One of Isabella’s friends, Margaret Deland, speaks the above when a group of Boston women gather to eat ice cream. While the women are all progressive and well-educated and many of them align with feminist beliefs, they feel shy about being perceived as greedy while eating a dessert. Margaret points out that societal expectations have repressed them.
“We were often at our best abroad, as though we escaped ourselves or the selves we were in Boston.”
Beginning in 1883, Isabella and Jack travel through Asia and Europe on an extended journey. Isabella muses that travel often helps them to feel closer to one another and happier in their marriage. Isabella sees travel as beneficial and a reliable way to find personal happiness and alleviate the pain of others.
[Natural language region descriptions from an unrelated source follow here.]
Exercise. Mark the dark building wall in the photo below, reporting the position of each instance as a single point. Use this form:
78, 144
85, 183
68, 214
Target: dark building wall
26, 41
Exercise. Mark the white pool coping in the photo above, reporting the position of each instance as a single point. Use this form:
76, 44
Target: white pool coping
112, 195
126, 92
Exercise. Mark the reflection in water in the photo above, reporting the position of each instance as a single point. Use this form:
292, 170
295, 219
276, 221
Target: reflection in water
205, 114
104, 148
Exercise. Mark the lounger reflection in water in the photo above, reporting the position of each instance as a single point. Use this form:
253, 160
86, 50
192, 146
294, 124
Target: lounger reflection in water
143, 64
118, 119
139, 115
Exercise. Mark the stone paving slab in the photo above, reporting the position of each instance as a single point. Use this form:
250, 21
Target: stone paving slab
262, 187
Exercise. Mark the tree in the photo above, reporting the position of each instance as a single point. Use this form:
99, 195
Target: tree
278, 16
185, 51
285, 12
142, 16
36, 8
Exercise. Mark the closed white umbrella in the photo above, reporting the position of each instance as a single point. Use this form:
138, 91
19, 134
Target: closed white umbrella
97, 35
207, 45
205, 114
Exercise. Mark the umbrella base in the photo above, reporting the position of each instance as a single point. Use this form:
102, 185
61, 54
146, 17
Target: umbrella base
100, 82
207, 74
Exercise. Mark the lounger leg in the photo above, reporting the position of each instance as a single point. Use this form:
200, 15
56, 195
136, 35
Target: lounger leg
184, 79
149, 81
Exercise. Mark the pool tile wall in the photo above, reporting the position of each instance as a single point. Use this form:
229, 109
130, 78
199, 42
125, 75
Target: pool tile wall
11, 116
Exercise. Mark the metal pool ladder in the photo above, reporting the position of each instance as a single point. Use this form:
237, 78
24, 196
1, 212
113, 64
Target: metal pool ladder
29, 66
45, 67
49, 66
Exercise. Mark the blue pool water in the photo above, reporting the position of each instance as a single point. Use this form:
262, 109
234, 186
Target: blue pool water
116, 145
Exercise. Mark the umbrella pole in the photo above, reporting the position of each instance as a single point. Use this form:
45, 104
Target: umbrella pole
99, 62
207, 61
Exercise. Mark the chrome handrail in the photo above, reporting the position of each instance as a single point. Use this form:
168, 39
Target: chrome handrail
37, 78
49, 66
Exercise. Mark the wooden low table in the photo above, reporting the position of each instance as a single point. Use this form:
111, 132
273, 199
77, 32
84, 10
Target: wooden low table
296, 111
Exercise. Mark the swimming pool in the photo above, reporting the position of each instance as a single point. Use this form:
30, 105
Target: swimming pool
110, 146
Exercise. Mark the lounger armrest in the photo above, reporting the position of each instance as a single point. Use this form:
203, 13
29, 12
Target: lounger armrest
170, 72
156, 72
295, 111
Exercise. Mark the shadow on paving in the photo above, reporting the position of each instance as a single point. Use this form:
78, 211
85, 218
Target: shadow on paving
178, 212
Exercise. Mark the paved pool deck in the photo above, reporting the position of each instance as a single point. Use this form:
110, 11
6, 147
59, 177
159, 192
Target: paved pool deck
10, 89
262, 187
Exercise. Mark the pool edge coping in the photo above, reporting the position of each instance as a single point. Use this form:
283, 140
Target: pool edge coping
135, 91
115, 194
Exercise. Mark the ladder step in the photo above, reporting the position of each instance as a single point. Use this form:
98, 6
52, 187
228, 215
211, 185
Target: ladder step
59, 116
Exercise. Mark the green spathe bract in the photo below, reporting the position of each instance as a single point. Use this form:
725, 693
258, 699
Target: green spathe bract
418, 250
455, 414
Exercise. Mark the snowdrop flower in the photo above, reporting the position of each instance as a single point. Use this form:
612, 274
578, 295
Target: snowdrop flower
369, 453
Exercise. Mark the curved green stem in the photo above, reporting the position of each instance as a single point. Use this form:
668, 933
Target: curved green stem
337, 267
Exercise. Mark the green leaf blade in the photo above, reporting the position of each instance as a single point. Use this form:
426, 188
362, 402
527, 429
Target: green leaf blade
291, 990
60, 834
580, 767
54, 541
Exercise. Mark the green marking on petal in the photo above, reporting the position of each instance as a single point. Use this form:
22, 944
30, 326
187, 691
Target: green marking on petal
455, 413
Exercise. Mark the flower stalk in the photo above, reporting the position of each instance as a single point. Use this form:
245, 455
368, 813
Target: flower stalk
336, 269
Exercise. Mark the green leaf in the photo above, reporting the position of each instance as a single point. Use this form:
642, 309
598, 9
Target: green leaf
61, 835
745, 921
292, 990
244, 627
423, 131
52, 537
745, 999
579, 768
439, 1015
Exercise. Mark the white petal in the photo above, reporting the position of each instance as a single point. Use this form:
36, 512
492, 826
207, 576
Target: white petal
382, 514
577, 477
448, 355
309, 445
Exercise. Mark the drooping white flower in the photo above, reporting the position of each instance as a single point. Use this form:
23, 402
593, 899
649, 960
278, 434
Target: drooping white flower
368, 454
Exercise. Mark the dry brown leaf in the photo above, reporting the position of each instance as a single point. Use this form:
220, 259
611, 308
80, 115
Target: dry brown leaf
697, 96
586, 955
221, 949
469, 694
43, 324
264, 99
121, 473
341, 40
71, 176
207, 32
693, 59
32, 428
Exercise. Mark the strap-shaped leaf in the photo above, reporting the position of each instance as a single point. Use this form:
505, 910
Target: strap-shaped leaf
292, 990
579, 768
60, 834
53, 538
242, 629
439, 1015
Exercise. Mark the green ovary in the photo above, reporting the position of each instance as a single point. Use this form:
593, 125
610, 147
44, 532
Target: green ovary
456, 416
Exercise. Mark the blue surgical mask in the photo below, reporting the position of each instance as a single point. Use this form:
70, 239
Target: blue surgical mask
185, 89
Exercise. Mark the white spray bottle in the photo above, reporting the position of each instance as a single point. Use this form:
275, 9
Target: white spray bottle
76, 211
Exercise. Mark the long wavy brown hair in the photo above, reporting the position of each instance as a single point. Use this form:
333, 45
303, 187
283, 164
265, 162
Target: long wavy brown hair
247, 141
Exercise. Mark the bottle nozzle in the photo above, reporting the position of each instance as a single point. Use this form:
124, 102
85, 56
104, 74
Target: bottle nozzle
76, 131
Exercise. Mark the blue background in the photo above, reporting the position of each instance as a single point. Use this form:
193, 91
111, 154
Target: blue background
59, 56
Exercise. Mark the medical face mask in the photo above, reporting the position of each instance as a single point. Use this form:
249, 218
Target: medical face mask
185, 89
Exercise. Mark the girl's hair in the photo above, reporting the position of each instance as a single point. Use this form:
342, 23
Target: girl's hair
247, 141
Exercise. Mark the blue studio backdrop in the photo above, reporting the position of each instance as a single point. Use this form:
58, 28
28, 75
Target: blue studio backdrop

However, Isabella at times uses travel as a form of escapism, a way to avoid real problems in her life and marriage.
“Intolerance killed our nephew. And for that I blame the world.”
Isabella says this to Jack after their eldest nephew, Joe Gardner, dies by suicide. The narrative strongly implies that Joe is gay and struggles with this identity. The novel takes place during a time when gay relationships could still be criminally prosecuted; it mentions Oscar Wilde, who was imprisoned between 1895 and 1897. Joe also suffers the loss of both his parents at a young age. Jack initially implies that Joe had mental health challenges like his father, but Isabella insists that stigma and the threat of ostracism played a significant factor in Joe’s dying by suicide at a young age.
“My heart shattered in a million pieces long ago, and I’ve been claiming those pieces back in the form of objects and art ever since.”
Isabella says this to Frank Marion Crawford when she decides not to pursue their relationship any further. Isabella still desires Crawford, but she does not want any emotional entanglements, nor does she believe that she is capable of romantic love at this stage of her life. Isabella explains that all of her desire is going to be channeled into her art collections and acquisitions.
“When life seemed to close in around you, there was always more, always space, always room in another house. And this time, I would build my own.”
This quotation introduces Isabella’s commitment to building a new mansion that will house her expansive collection. Isabella’s decision to build Fenway Court is rooted in her sense of moving forward and exploring new experiences. Her access to great wealth enables her to pursue her passions; she can literally build a new site as her collections continue to grow. The reference to “another house” references both the physical space Isabella will build and the metaphorical space of coming into herself as a person. The repetition of “always” adds emphasis and rhythm.
“A moving bouquet of partygoers were all here not to see me--but to see what I’d made, which was another way of seeing me.”
This quotation captures Isabella’s sense of pride and satisfaction at the party celebrating the opening of Fenway Court. While she knows that many members of Boston high society still think of her as idiosyncratic and strange, she finds comfort in knowing that they appreciate her life’s crowning achievement. When people appreciate her art collection, she feels that they show her some of the respect and regard that has so often been lacking.
“There’s no doubt to the building’s magnificence, but there’s no unifying style, nor arrangement by era or artist or country of provenance.”
A reporter makes this critical comment to Isabella when Fenway Court first opens to the public. Isabella’s desire to follow her instincts and act in unconventional ways is still at odds with social expectations. She defies norms about how art is typically presented in more traditional museum and gallery spaces, but she does so in order to honor her own vision.
“If only I could know those future girls arriving here, wondering just who they might become.”
Isabella is coming to the end of her life and thinks contentedly about how people will continue to visit Fenway Court for generations. Isabella feels secure and peaceful in her legacy, and she is especially happy to imagine girls and women enjoying the space she has created. This quote connects Isabella’s specific experience to a broader legacy of women finding their own voices and purpose in the world.